Compact Storage of Codes

This section describes the compact storage of codes. RaBitQLib supports to quantize codes with different bit widths, i.e., 1, 2, 3, 4, 5, 6, 7 and 8. These bit widths except 8 are unaligned with byte alignment. Thus, we need to design a specialized compact storage format for the code vector for each bit width. We pad the dimensionality to a multiple of 64 for the ease of alignment. The implementation can be found in rabitqlib/quantization/pack_excode.hpp.

Example

#include <rabitqlib/quantization/pack_excode.hpp>
#include <stdint.h>
#include <random>

int main(){
    size_t dim = 768;
    size_t bits = 4;

    std::vector<uint8_t> code(dim);
    // Generate random 4-bit values (0-15) for each dimension
    for (size_t i = 0; i < dim; ++i) {
        code[i] = rand() % 16;  // 4-bit values range from 0 to 15
    }

    std::vector<uint8_t> compact_code(dim * bits / 8);

    rabitqlib::quant::rabitq_impl::ex_bits::packing_rabitqplus_code(
        code.data(), compact_code.data(), dim, bits
    );
}

The following shows the compact storage format for every 64 dimensions.

1-bit

The code sequentially stores the binary value for each of the 64 dimensions.

2-bit

2-bit Storage

The code is stored in a byte array of length 16. Each row in the figure represents a byte. The 0-th byte stores the 2-bit codes of the 0-th, 16-th, 32-th and 48-th dimensions. The 1-th byte stores the 2-bit codes of the 1-th, 17-th, 33-th and 49-th dimensions, so on and so forth.
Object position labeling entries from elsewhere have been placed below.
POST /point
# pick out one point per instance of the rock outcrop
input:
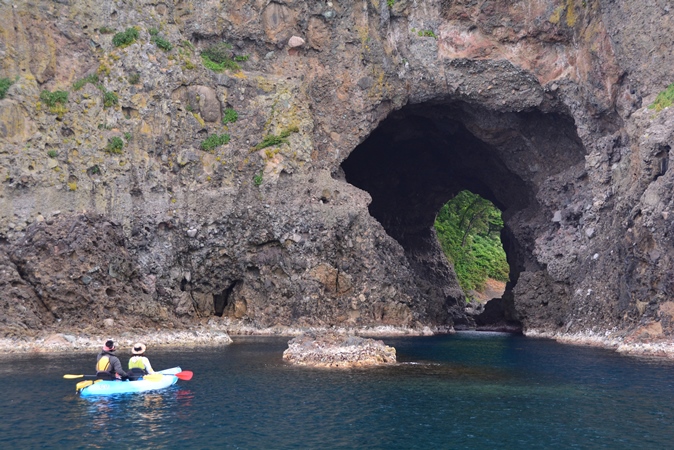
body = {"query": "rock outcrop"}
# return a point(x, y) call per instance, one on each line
point(332, 350)
point(294, 182)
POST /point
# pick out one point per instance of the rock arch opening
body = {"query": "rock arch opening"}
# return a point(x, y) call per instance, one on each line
point(422, 155)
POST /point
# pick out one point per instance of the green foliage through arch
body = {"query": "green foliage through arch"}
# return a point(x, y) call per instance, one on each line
point(468, 228)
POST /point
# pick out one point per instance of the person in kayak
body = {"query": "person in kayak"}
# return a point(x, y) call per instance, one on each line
point(139, 365)
point(108, 366)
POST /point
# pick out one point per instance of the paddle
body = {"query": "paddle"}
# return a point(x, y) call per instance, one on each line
point(151, 377)
point(184, 375)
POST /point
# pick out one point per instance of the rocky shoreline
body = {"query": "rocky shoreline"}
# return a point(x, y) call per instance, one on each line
point(657, 348)
point(51, 341)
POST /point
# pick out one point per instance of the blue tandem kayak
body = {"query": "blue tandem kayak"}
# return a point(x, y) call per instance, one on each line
point(105, 387)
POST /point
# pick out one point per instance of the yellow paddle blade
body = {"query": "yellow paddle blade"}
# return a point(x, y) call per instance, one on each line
point(153, 377)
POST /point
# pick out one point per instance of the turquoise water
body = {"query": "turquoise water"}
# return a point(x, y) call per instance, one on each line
point(465, 391)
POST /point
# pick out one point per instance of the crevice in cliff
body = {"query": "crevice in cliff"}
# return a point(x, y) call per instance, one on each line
point(423, 155)
point(221, 301)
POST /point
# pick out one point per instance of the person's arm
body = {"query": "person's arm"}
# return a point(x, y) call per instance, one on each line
point(117, 365)
point(148, 366)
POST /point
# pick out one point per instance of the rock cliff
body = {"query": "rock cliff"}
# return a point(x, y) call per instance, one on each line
point(291, 178)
This storage allows efficient unpacking with SIMD, i.e., shifting and masking with SSE.

3-bit = 2-bit + 1-bit

4-bit

4-bit Storage

The code is stored in a byte array of length 32. The 0-th byte stores the 4-bit codes of the 0-th and 16-th dimensions. The 1-th byte stores the 4-bit codes of the 1-th and 17-th dimensions, so on and so forth. This storage allows efficient unpacking with SIMD, i.e., shifting and masking with SSE.

5-bit = 4-bit + 1-bit

6-bit

6-bit Storage

The code is stored in a byte array of length 48.

The first 16 bytes store the 6-bit codes of the 0-th to the 15-th dimensions and the upper 2-bit codes of the 32-th to 47-th dimensions.
The second 16 bytes store the 6-bit codes of the 16-th to the 31-th dimensions and the upper 2-bit codes of the 48-th to 63-th dimensions.
The third 16 bytes store the lower 4-bit codes of the 32-th to 47-th dimensions and the lower 4-bit codes of the 48-th to 63-th dimensions.

This storage allows efficient unpacking with SIMD, i.e., shifting and masking with SSE.

7-bit = 6-bit + 1-bit

8-bit

The code of 8-bit is aligned with byte arrays and needs no specialized design.